エデュケアライズグループ CSO、経営企画室長の山村です。
組織を運営していると、「目標売上はいくらか」「利益をどう確保するか」といった数字の話題は、どうしても中心になりがちです。
もちろん、事業を継続していく以上、業績は大切です。しかし、Educarealize Groupでは、数字そのものよりも先に、必ず共有したいものがあります。それが、経営の方向性や価値観、つまり“方針”です。
年度のはじまりに行う方針の共有は、単なる目標発表の場ではありません。これまでの一年を振り返りながら、次の一年をどんな姿勢で迎えるのか、どこに力を注ぎ、何を大切にしていくのかを、全員で確認するための時間です。
私たちにとってそれは、「新しい一年のスタートラインに、全員が同じ向きで立つ」ための大切な節目です。
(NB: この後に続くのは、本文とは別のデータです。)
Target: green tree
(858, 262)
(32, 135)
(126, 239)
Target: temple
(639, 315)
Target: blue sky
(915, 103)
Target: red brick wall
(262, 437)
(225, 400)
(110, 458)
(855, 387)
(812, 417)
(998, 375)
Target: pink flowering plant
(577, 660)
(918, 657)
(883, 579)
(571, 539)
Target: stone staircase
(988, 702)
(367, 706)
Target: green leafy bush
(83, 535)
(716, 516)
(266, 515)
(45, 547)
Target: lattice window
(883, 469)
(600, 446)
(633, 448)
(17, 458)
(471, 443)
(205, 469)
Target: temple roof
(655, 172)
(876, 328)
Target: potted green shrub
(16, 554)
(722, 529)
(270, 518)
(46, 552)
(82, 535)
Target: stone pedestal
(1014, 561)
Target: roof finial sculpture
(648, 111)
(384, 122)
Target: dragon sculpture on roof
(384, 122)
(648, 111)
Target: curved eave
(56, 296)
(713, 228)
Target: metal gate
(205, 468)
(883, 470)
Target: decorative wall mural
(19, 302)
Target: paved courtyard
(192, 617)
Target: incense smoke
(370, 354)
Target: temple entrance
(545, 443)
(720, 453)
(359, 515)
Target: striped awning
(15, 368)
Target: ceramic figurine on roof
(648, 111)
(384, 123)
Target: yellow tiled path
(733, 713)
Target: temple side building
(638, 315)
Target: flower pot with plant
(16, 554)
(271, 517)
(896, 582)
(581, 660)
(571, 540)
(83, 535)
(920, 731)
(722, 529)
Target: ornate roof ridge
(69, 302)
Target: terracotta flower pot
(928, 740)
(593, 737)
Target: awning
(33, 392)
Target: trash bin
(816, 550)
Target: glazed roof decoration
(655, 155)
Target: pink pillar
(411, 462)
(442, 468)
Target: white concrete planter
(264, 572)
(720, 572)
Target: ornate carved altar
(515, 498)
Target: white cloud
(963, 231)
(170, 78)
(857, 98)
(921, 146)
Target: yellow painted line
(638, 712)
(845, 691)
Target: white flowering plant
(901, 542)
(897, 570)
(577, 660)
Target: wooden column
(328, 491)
私たちが経営方針の共有を何より重視している理由は、一人ひとりが主体的に動ける組織でありたいと考えているからです。
現場には日々、マニュアルだけでは判断できない場面が数多くあります。子ども一人ひとり、高齢者一人ひとり、家庭や地域の背景は異なり、正解は一つではありません。
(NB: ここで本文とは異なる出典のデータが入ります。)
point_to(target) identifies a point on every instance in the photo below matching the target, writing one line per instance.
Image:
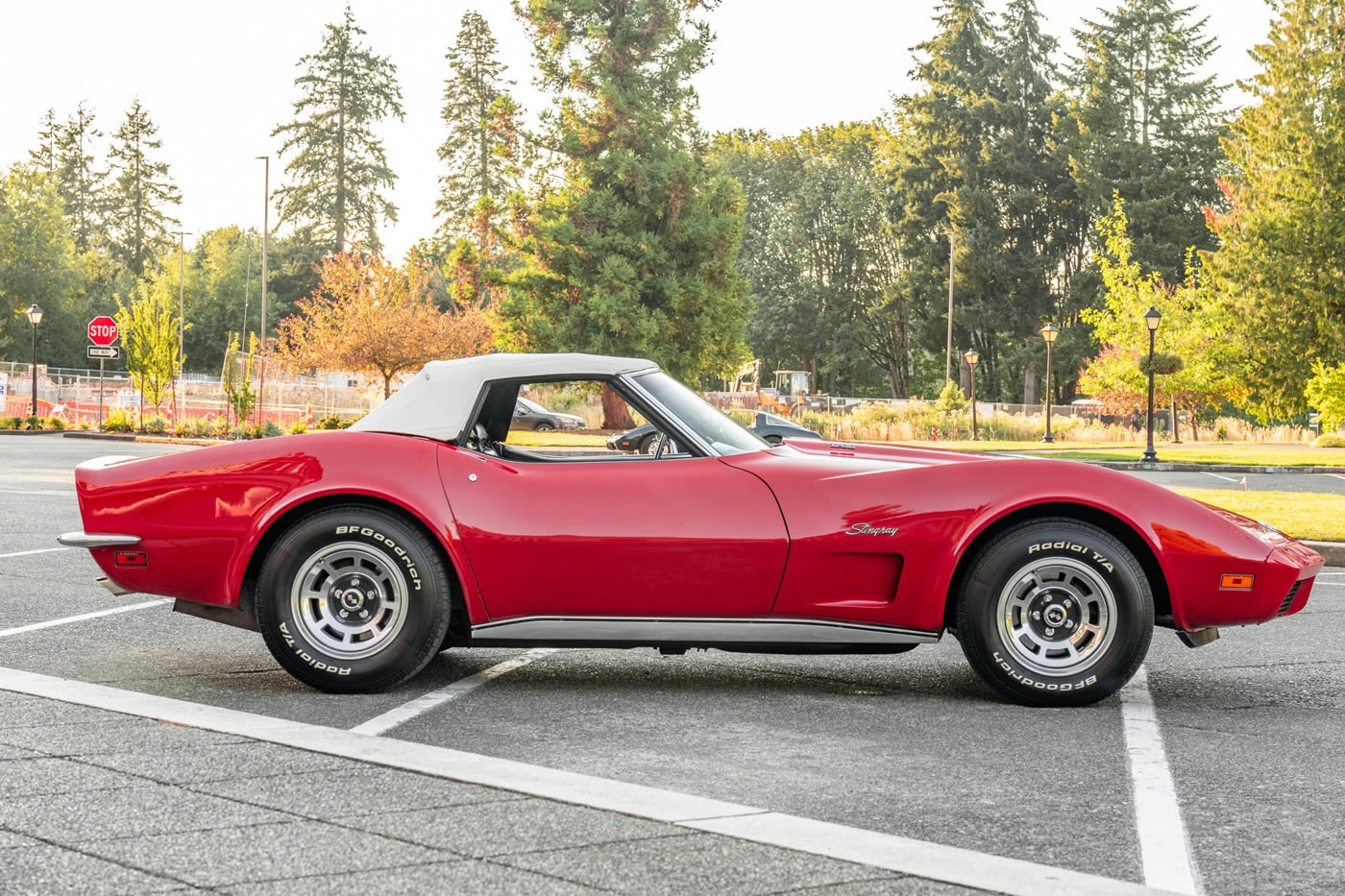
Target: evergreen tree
(481, 147)
(1282, 261)
(136, 220)
(1035, 194)
(339, 168)
(635, 254)
(941, 183)
(83, 186)
(1147, 125)
(44, 157)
そんな中で必要なのは、上からの細かな指示ではなく、「自分で考え、判断し、行動する力」です。
Educarealize Groupでは、現場に一定の裁量を委ねています。ただし、それは無条件の自由ではありません。共通の方針や価値観を理解し、共有していることが前提にあります。
経営の軸が共有されているからこそ、その範囲の中で安心して判断し、挑戦することができるのです。
もし方針を無視した行動が増えれば、それは主体性ではなく、単なる自己判断になってしまいます。その状態では、裁量を広げることはできません。
だからこそ、私たちは繰り返し方針を伝えます。一方的に説明するだけでなく、対話を重ねながら、「なぜこの方針なのか」「どんな想いが込められているのか」を丁寧に共有していきます。
方針を理解し、納得してもらうことは、信頼関係を築くことでもあります。その信頼の上に、裁量や挑戦の機会が成り立っているのです。
方針発表の場では、前年度の実績や新年度の目標数字についても共有します。しかし、正直に言えば、それが最も重要だとは考えていません。極端な話、売上や利益の数字をすべて覚えていなくても、「今年、何を大切に行動すればいいのか」を理解してもらえていれば十分だと思っています。
経営方針に沿って、一人ひとりが真摯に、主体的に取り組めば、結果として数字は後からついてくる。むしろ、方針と行動がずれていれば、どれだけ数字を追いかけても、組織としての成長は長続きしません。方針とは、全員の力を同じ方向に向けるための“羅針盤”であり、その役割を果たしてこそ意味があるものだと思っています。
Educarealize Groupが大切にしているのは、短期的な成果よりも、人が育ち、組織が育ち、社会に価値を届け続けられる姿です。
そのために、私たちは今日も、業績目標以上に「経営の軸」を共有することを大切にしています。